The middle term is the squared bias and represents the difference in the average value of
all predictions at x 0 , across all possible testing sets, and the true mean value of the underlying
function at x 0 .
This can be thought of as the error introduced by the model in not representing the underlying
behaviour of the true function. For example, using a linear model when the phenomena is
inherently non-linear.
The third term is known as the variance. It characterises the error that is introduced as the
model becomes more flexible, and thus more sensitive to variation across differing training sets,
τ.
Err(x 0 ) = σ 2 ɛ + Bias 2 + Var( ˆf(x 0 )) (20.10)
= Irreducible Error + Bias 2 + Variance (20.11)
It is important to remember that σɛ 2 represents an absolute lower bound on the expected
prediction error. While the expected training error can be reduced monotonically to zero (just by
increasing model flexibility), the expected prediction error will always be at least the irreducible
error, even if the squared bias and variance are both zero.
20.2 Cross-Validation
In this section we will attempt to find a partial remedy to the problem of an overfit machine
learning model using a technique known as cross-validation.
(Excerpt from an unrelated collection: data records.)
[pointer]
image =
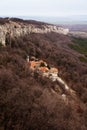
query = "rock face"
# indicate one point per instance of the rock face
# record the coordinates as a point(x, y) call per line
point(16, 29)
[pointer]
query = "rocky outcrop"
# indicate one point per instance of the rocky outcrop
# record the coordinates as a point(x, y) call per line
point(16, 29)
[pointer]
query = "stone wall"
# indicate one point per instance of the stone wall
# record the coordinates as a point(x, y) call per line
point(16, 29)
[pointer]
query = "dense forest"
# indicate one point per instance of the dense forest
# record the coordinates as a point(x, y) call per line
point(26, 101)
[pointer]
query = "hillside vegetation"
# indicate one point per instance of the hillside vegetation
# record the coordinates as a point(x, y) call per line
point(32, 102)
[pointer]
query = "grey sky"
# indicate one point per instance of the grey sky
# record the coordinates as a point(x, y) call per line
point(43, 7)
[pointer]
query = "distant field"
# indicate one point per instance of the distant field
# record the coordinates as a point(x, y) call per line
point(80, 45)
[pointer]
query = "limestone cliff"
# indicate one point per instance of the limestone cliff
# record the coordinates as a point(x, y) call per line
point(16, 29)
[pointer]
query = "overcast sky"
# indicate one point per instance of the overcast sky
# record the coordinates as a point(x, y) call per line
point(43, 7)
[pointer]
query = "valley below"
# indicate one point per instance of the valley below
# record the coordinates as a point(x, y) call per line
point(29, 100)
Firstly, we will define cross-validation and then describe how it works. Secondly, we will
construct a forecasting model using an equity index and then apply two cross-validation methods
to this example: the validation set approach and k-fold cross-validation. Finally we will
discuss the code for the simulations using Python with Pandas, Matplotlib and Scikit-Learn.
Our goal is to eventually create a set of statistical tools that can be used within a backtesting
framework to help us minimise the problem of overfitting a model and thus constrain future
losses due to a poorly performing strategy based on such a model.